New Technology for a New Century
Session 3 - Experiences on Cadastral Systems
DEVELOPMENT OF HYBRID VECTORIZING SOFTWARE FOR DIGITIZATION OF CADASTRAL MAPS
Byoungjun SEO, Jaejoon JEONG, Jaebin LEE and Prof. Yongil KIM, Korea
The Cadastral map is a basic data that prescribes lot numbers, the classification of land category, and the boundaries and ownerships of land parcels. In Korea, the government has tried to digitalize cadastral maps and inputted the attribute informations of cadastral maps. But, the efficiency problems have been raised, because the cadastral services mainly depend on the manual works. Also, the figure informations of cadastral maps were not digitalized that there have been many problems in establishing the efficient land information systems.
In this study, we developed the hybrid vectorizing software to enhance the deficiency of the analogue methods and to ensure the accuracy of the cadastral maps. The hybrid vectorizing adopts a screen-digitizing method as a prototype and automates the procedure of searching the intersection of lines with efficiency. Consequently, in the aspect of the accuracy, there is no difference with the screen-digitizing method because the hybrid method is based on the screen-digitizing. In the aspect of the efficiency, we can input the neatline layers at regular intervals and the deformed neatline layers, and shorten the data input time.
The cadastral map is the base data that defines a lot of number, the classification of land category, and the boundaries and ownership of land parcels. Cadastral services occupy about 80% of the administrative affairs, especially at the regional administration. This service includes the location information, the utility limitation, and the resource management of parcels.
Because the cadastral services had been achieved by manual works, problems of efficiency have been raised. Also, the problems of accuracy and management have been raised, because the cadastral maps which were generated under the rule of Japanese imperialism for the first time have been in use until now. Therefore, the government has attempted to digitize cadastral maps. By the policy, the attribute information of the land and the forest land parcels has been digitized since 1982. But, there were many difficulties in constructing the efficient land information systems, because the digitization of cadastral maps which is the graphic information, is not yet completed.

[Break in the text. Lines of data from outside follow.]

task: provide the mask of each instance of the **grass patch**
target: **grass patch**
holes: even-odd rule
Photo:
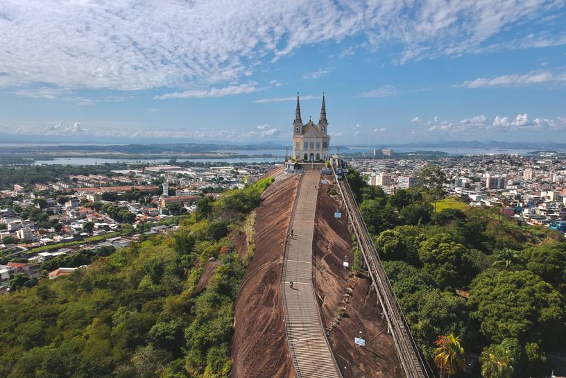
[[[445,209],[456,209],[456,210],[464,211],[468,207],[468,205],[461,201],[452,197],[447,197],[436,203],[436,212],[440,212]]]

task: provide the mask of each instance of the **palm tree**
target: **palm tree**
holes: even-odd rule
[[[493,263],[493,266],[504,264],[506,269],[508,269],[515,262],[519,262],[519,252],[511,248],[504,248],[495,252],[497,260]]]
[[[488,349],[481,352],[481,375],[486,378],[511,378],[513,367],[507,356],[497,355],[495,350]]]
[[[440,369],[440,377],[443,371],[448,372],[449,378],[450,375],[456,373],[458,368],[465,368],[464,348],[461,345],[459,336],[454,334],[438,336],[434,343],[438,347],[434,350],[436,354],[434,363]]]

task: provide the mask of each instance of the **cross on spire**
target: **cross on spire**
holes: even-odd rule
[[[300,105],[299,104],[299,92],[297,92],[297,108],[295,110],[295,122],[302,123],[300,119]]]

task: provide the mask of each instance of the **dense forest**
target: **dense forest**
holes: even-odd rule
[[[424,354],[445,375],[472,363],[486,378],[549,376],[548,354],[566,350],[563,235],[497,209],[434,211],[443,179],[425,174],[391,196],[348,176]]]
[[[66,262],[89,268],[3,295],[0,376],[228,377],[232,305],[250,257],[233,237],[249,232],[272,182],[205,198],[171,235],[81,253]],[[212,260],[218,267],[197,291]]]

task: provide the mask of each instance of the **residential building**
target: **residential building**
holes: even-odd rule
[[[397,183],[401,189],[409,189],[417,186],[417,178],[414,176],[400,176]]]

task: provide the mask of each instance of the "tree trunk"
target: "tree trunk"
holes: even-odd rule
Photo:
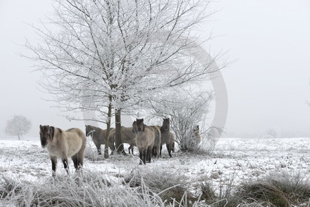
[[[121,130],[121,109],[117,109],[115,112],[115,147],[117,149],[118,153],[121,152],[123,155],[126,155],[124,150],[124,146],[123,145]]]
[[[105,139],[105,152],[104,152],[104,157],[105,159],[109,158],[109,137],[110,137],[110,130],[111,128],[111,117],[112,117],[112,97],[110,97],[110,101],[109,103],[109,107],[107,108],[107,134],[105,135],[105,137],[107,139]]]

Since 1978, the Administration of Seoul Metropolis and the Korea Cadastral Survey corporation introduced CGP/1000 systems of Computer Vision co. and carried out the reconstruction of cadastral maps. This procedure has the limitation of working hours for digitization by manual inputs while it guarantees the high accuracy. It takes about one day to input a cadastral map of 1/600 scale. Therefore, we need 57 years for digitization of 720,000 sheets of cadastral maps, assuming 270 working days per one year and that the number of CGP/1000 systems are 50. Thus, we can say that the digitization of all the cadastral maps is impossible without introducing new input methodology.

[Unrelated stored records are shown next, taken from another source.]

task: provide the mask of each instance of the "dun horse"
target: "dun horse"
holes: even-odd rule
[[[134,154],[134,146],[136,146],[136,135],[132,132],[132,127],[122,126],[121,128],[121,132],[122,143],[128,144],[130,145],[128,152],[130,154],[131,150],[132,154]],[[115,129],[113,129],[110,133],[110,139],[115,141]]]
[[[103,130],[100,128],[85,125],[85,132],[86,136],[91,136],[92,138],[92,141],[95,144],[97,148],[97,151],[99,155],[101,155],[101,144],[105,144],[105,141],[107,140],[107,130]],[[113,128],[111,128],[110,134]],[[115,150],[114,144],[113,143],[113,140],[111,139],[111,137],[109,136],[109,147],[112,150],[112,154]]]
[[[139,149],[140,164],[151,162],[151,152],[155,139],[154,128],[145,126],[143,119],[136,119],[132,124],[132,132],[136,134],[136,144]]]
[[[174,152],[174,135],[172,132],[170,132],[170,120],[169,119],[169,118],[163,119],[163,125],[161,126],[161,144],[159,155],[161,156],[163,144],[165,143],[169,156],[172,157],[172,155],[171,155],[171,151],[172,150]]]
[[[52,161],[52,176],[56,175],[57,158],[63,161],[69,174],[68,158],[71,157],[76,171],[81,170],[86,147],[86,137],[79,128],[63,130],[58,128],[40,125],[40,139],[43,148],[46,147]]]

To overcome the weakpoints of manual input method, screen digitizing and automated input method can be introduced. Merits of these methods are that the original data is not changed, because all the processes are applied to the scanned cadastral maps. But the screen digitizing method has no advantage of shortening the input time compared to the manual input method, and the automated vectorizing method has the different result in the number and position of vectors as in the original data. Besides, it can be influenced by the quality condition of the map. Therefore, these two methods cannot be the efficient tools in digitizing the cadastral maps. Though there were numerous attempts to induce the automated vectorizing for the digitization of the cadastral maps, the automated vectorizing methods could not be adopted because it could not satisfy the accuracy needed in the cadastral maps and these works are closely related with the property rights of the people.
1.2 The scope and methodology
In this study, considering the characteristics that the cadastral maps can't allow for the error, we developed the precise vectorizing tools, and the methodology of shortening the input time to increase the operation efficiency. Therefore, the vectorizing tools are based on the screen digitizing to insure the resultant accuracy, and we developed the hybrid type vectorizing method which automated the look-up procedure of intersection points with the line searching algorithm to increase the operation efficiency. We developed and realized the line searching algorithm which best fit for the characteristics that all lines on the cadastral maps are straight lines, which link the points determined by the actual field survey. And many functions that can provide convenience in the screen digitizing procedure with the operator were attached to the vectorizing tool.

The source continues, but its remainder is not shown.